The next morning, it was still grey and raining, but slightly more calm. We had marching orders from our weather router that we needed to get out of Norfolk by late that morning. I was quite interested in going to shore before our departure. The entry looked possible, so we launched the dinghy, geared up in rain clothes and jackets, grabbed a snack, and headed in. A local man met us on the jetty, helped us unload onto the ramp, and then helped us pull the dinghy up the stairs. He offered to drive us around town, show us the local sites, and take us shopping or whatever we needed. We told him we only had $60 US with us, but whatever he was happy to do would be great with us.
He insisted that he had a day off, he was supposed to offload the cargo ship, but due to weather it can't come for another day or two, so he'd love to just be our host. His name was Barry Christian and he is 5th generation descendent of Fletcher Christian, who was involved in the Mutiny on the Bounty at Pitcairn Island. A large group of those involved in the Mutiny came to Norfolk Island from Pitcairn. They have an annual celebration on the island of the arrival of the group from Pitcairn, where they dress in traditional dress and re-enact the arrival. There is also a large stage with a Bounty ship and even a pool that they row over to "Tahiti" in. This play is for tourists every Tuesday and he played Fletcher Christian for 10 years in it.
There is a small medical clinic with 3 doctors, but any specialty care has to go to mainland Australia. At the airport was a twin-engine airplane. Apparently someone flew in with a license for only a single engine craft, no flight plan and it was filled with drugs going from New Zealand to Fiji. Maybe he thought a small town would work with him on this?? There was also a "ghost ship" that he showed us. They saw it offshore drifting, no motor and no sails, so went to see if everything was all right onboard. It was covered in barnacles and no one was onboard. Apparently someone in New Zealand owned it. He had reportedly scuttled the boat and possibly collected the insurance money on it over a year ago. They contacted him a few months prior and he said he'd come for it, but he hasn't. It was nice of them to try to contact him, but by salvage rights, it's their boat. If he's not interested, the locals should fix it up and have their own boat!
He explained to us that their local legislature had lined their own pockets and the government was broke. They had failed to do the "remediation" requested by Australia, so Australia was going to take over governing them.
They have 52 cruise ships per year that pass the island, but only 3 were able to stop this year due to the landing. The Australian government is going to help invest in building a breakwater and better landing for cruise ships to help the local economy sustain itself. At the market we saw the layout of the 3-year re-investment plan. With a population of 1800, when a cruise ship lands another 1800 people per day on that island, it'll be bustling for sure! But they have about 30,000 tourists, which come by air annually, so tourism is their main industry. They also export seeds of the indigenous Norfolk pine (a beautiful, tall pine tree that takes up to 200 years to grow). He said the main export is to Belgium. I thought that strange, but whatever works for everyone. They were beautiful trees, but it seems like Belgium would have a closer source for pines.

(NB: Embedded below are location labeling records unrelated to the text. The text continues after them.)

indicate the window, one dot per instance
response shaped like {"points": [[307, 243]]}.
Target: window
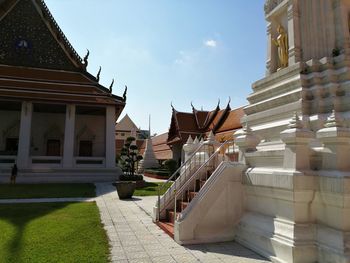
{"points": [[85, 148], [53, 148], [11, 145]]}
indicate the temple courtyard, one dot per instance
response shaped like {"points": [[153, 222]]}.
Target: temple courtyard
{"points": [[132, 236]]}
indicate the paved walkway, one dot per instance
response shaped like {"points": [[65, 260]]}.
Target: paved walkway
{"points": [[153, 180], [134, 238], [46, 200]]}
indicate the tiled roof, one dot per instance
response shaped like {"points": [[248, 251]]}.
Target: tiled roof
{"points": [[161, 149], [233, 121], [52, 85]]}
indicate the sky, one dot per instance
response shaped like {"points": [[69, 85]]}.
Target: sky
{"points": [[169, 51]]}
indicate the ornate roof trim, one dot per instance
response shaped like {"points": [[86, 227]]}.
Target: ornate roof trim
{"points": [[271, 4], [59, 36], [223, 117]]}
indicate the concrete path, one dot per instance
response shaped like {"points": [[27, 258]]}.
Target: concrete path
{"points": [[134, 238], [153, 180], [46, 200]]}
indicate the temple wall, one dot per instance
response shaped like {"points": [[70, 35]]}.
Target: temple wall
{"points": [[91, 127], [46, 126], [9, 126]]}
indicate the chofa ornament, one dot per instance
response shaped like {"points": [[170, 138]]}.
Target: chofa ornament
{"points": [[271, 4]]}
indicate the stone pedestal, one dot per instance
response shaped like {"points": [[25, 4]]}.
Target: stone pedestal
{"points": [[332, 203], [23, 158], [188, 148], [149, 159]]}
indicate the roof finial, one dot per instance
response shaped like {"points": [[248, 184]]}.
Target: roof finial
{"points": [[125, 91], [86, 62], [111, 86], [98, 74]]}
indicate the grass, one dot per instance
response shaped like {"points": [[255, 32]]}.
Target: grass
{"points": [[46, 190], [151, 189], [52, 232]]}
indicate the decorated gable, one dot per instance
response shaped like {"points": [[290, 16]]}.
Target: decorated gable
{"points": [[31, 38]]}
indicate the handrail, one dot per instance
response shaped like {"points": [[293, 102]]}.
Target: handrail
{"points": [[194, 176], [161, 187]]}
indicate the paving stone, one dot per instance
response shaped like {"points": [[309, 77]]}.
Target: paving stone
{"points": [[137, 255]]}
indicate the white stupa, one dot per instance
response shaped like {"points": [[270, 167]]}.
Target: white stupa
{"points": [[149, 159]]}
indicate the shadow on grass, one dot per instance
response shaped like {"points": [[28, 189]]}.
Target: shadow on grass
{"points": [[19, 216]]}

He also said that they are the biggest seller of Legos in the southern hemisphere. A ship brings them, and then a woman there who started the industry sorts them and mails them out through mail order. Because it goes through Norfolk, it's duty free apparently. Strange how we've set up the world that by shipping things to some remote place, then back out of that remote place, it becomes cheaper. . . But good for that woman I suppose. She's found her niche!

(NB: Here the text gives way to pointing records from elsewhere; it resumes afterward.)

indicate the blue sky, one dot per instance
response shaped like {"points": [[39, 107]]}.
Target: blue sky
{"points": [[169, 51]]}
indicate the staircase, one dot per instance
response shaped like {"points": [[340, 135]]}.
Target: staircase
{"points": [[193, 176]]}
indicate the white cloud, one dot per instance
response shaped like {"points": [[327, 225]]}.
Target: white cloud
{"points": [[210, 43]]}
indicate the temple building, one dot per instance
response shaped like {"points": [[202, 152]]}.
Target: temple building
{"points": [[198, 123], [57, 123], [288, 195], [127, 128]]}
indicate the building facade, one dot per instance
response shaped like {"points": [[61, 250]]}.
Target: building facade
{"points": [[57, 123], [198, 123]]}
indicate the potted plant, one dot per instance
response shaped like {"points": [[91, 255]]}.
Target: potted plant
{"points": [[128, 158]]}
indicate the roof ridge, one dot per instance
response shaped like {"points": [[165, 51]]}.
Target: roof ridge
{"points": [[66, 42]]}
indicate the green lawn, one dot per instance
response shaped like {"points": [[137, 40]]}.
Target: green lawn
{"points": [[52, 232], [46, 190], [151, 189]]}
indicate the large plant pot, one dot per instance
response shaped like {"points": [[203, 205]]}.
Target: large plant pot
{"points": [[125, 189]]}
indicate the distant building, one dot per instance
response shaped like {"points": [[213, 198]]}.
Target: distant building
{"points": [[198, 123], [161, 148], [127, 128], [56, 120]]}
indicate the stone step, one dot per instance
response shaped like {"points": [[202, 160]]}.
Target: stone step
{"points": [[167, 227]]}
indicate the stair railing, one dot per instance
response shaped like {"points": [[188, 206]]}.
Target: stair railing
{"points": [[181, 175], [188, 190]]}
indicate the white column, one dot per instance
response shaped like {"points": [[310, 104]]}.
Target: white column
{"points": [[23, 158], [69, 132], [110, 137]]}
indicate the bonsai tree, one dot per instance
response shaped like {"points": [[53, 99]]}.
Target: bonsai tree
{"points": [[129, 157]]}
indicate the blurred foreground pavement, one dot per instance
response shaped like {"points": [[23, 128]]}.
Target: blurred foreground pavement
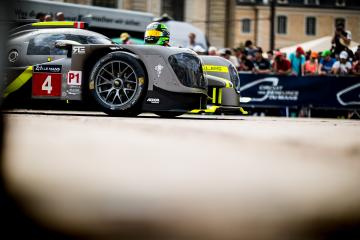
{"points": [[96, 177]]}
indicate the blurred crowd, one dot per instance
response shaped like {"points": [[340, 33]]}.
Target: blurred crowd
{"points": [[339, 60], [299, 63]]}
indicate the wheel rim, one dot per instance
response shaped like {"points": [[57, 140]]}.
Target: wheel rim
{"points": [[116, 83]]}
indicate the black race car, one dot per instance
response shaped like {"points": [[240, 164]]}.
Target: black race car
{"points": [[63, 61]]}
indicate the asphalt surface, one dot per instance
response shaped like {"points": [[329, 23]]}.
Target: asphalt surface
{"points": [[193, 177]]}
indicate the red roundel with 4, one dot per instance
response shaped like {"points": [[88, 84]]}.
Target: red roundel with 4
{"points": [[74, 78], [46, 84]]}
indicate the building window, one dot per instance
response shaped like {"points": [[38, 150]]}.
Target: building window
{"points": [[105, 3], [311, 26], [174, 8], [340, 3], [311, 2], [281, 24], [340, 21], [246, 25]]}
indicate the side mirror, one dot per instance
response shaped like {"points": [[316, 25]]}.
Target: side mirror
{"points": [[66, 45]]}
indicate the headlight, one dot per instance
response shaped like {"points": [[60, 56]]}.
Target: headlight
{"points": [[188, 70]]}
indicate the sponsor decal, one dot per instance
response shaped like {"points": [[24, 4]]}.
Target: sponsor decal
{"points": [[214, 68], [354, 90], [158, 69], [78, 50], [47, 68], [91, 85], [74, 78], [153, 100]]}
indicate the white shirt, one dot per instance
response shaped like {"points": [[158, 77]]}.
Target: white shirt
{"points": [[344, 67]]}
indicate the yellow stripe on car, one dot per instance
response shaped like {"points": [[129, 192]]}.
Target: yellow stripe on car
{"points": [[19, 81], [214, 95], [55, 23], [214, 68], [220, 96], [211, 109]]}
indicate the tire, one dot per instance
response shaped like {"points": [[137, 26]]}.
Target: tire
{"points": [[118, 84]]}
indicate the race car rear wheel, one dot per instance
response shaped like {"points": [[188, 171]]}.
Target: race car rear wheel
{"points": [[118, 83]]}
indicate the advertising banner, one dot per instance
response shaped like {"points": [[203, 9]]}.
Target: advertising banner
{"points": [[313, 91]]}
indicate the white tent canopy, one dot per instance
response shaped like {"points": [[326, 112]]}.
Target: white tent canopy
{"points": [[318, 45]]}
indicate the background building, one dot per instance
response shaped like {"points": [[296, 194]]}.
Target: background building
{"points": [[231, 22]]}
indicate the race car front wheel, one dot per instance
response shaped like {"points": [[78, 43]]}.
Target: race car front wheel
{"points": [[118, 83]]}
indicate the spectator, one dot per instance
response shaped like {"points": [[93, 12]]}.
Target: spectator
{"points": [[326, 63], [125, 38], [199, 50], [312, 65], [342, 66], [59, 16], [356, 63], [212, 51], [341, 39], [270, 57], [261, 65], [281, 66], [48, 18], [297, 61], [356, 68], [226, 53], [250, 49], [41, 16], [239, 52], [245, 64], [192, 41]]}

We had a wonderful day! What a great way to get some fresh air, solid ground, and learn so much about a local town!! Barry used to give tours for one of the companies in town, so was quite knowledgeable in all areas, their history as a penal colony, the immigration of the Bounty survivors, current and local economics and government, sea and air rescue (which he takes part in and told us some stories), etc. They celebrate Thanksgiving on this island because about half of the crew on the Bounty were American whalers I think he said. So still to this day, they celebrate American Thanksgiving.
We are fortunate to have made a friend in Norfolk! Could not imagine better hospitality and a better way to spend just one day getting to know a place and stretch our legs and revitalize for our second stretch of the passage. Thank you Barry for an excellent day!! If we can make our way back, we'd very much like to. And if you're crossing from New Caledonia to New Zealand, it's a recommended stop if weather allows!